1.1 Motivation und Relevanz
Die oben genannten Auswirkungen eines unbewussten, nicht-rationalen Verhaltens werden in den traditionellen Modellen der Mikroökonomie und speziell der Kapitalmarktforschung typischerweise nicht ausreichend gewürdigt.³ Es wird nach wie vor die Annahme des rein rationalen Marktteilnehmers, des Homo Oeconomicus, getroffen, der alle Optionen objektiv abwägt und stets nutzenmaximierend entscheidet.⁴
Des Weiteren wird klassischerweise von der zusätzlichen Modellannahme ausgegangen, dass die Preisbildung auf den Kapitalmärkten ausschließlich auf rein ökonomischen Einflussfaktoren basiert.⁵ Diese Annahme funktioniert im jeweiligen Modell formal korrekt. In der Realität treten hierbei allerdings immer wieder Abweichungen in Form von Anomalien auf.⁶ Darauf aufbauend entstand eine neue Strömung der interdisziplinären Kapitalmarktforschung, die sog. Behavioral Finance, die diese Abweichungen durch Einbeziehung psychologischer Modelle und Einflussfaktoren zu erklären versucht.⁷
In vielen Modellen der Behavioral Finance liegt der Fokus jedoch auf dem Verhalten, während unser Gehirn oft unzureichend als statische und unbeteiligte Blackbox⁸ dargestellt wird. Seit Beginn der 2000er Jahre wird daher vermehrt in der Disziplin der Neuroökonomie geforscht. Infolgedessen kann die Blackbox geöffnet und das Gehirn in ökonomischen Entscheidungssituationen durch Methoden⁹ der Neurowissenschaften genau gemessen, analysiert und operationalisiert werden. Speziell die auf Finanzentscheidungen fokussierte Neurofinance verbindet dabei Kapitalmarktforschung, Psychologie und Neurowissenschaften, um durch die Identifizierung physiologischer und neuronaler Einflussfaktoren neue Erklärungsansätze für das Entscheidungsverhalten von Menschen zu entdecken.¹⁰
Durch die interdisziplinäre Anwendung dieser Ansätze und Untersuchungsmethoden, kann die Neurofinance somit neue Erkenntnisse bezüglich Entscheidungsprozessen, Verhaltenspräferenzen und Verletzungen rationaler Regeln der Kapitalmarktteilnehmer entwickeln und das Verständnis hierüber fördern. Hierdurch können Forscher nicht nur verstehen, wie sich Kapitalmarktteilnehmer tendenziell in der Realität verhalten (Ansatz der Behavioral Finance), sondern anhand der Interpretation neuronaler und physiologischer Daten auch, warum sie sich so verhalten (Ansatz der Neurofinance).¹¹ Die Neurofinance bietet daher eine hohe Relevanz für aktuelle Forschungen mit interessanten und weitreichenden Erkenntnissen.
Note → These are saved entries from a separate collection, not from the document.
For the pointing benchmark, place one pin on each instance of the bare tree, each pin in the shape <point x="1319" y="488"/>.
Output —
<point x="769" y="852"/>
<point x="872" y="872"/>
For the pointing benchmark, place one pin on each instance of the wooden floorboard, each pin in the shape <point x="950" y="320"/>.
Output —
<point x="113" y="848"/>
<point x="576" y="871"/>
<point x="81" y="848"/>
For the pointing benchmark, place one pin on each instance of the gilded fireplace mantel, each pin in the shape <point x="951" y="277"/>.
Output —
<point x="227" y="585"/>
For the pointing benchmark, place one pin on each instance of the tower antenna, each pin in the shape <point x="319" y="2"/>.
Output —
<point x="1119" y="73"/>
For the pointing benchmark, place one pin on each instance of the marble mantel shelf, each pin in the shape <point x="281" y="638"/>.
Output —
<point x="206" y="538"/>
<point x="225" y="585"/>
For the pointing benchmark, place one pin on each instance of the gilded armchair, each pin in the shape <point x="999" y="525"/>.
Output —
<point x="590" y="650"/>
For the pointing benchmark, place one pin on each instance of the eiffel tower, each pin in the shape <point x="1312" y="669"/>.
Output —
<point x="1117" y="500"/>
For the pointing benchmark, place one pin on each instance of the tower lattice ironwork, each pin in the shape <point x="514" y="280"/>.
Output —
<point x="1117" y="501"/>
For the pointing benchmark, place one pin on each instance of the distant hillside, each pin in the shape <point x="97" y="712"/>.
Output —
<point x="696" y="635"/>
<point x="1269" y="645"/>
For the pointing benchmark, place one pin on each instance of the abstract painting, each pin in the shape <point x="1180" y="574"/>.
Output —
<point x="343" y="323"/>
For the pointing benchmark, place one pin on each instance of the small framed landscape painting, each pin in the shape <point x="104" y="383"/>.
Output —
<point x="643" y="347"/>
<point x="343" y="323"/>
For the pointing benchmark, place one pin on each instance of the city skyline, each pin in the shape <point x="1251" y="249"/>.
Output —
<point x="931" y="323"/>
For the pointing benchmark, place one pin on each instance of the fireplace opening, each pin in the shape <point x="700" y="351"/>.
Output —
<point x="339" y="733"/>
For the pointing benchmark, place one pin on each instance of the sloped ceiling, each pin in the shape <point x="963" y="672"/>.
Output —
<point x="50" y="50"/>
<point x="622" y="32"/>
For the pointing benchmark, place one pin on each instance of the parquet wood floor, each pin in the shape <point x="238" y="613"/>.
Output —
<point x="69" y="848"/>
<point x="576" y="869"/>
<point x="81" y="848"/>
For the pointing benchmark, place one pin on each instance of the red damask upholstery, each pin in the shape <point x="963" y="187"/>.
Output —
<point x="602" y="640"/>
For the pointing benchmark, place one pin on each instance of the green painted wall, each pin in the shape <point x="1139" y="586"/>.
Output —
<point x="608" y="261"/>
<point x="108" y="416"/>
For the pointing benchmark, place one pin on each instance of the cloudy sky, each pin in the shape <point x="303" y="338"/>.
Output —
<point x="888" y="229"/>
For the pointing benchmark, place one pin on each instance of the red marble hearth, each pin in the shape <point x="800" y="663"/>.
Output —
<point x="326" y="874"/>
1.2 Zielsetzung und Forschungsfrage
Um dabei zu helfen, die oben genannte Blackbox, also das Gehirn, während finanzieller Entscheidungssituationen zu entschlüsseln und detaillierter interpretieren zu können, ist das Ziel des vorliegenden Werkes die Gestaltung eines ganzheitlichen, anwendungsorientierten und neuronal modifizierten Frameworks zur Verbesserung der Entscheidungsfindung im Investmentprozess von Privatanlegern. Der sich aus verschiedenen Disziplinen ergebende, systematische und normative Konstruktionsprozess eines solchen Anlegerprozesses wird erstmals in dieser Publikation vorgeschlagen und als Neurofinancial Engineering bezeichnet.¹²
Der wissenschaftliche und praktische Mehrwert eines solchen Frameworks liegt dabei in der Verknüpfung verschiedener Studien mit Handlungsempfehlungen und der methodischen Zusammenführung zu einem konsistenten Entscheidungsmodell, angelehnt an einen Investmentprozess für Privatanleger.¹³ Dieser Vorschlag stellt somit einen ersten Schritt dar, als handlungsorientierte Schnittstelle zwischen den Disziplinen Portfoliomanagement und Neurofinance zu dienen und ergänzt bzw. erweitert somit die Erkenntnisse der vorliegenden Studien der Neuroökonomie und der Neurofinance, die deskriptiv zumeist einzelne neuronale Mechanismen und Anomalien aufführen.¹⁴ Die aus dieser Zielstellung resultierende primäre Forschungsfrage lautet deshalb: Wie kann ein integrierter, ganzheitlicher und neuronal modifizierter Investmentprozess für Privatanleger aussehen?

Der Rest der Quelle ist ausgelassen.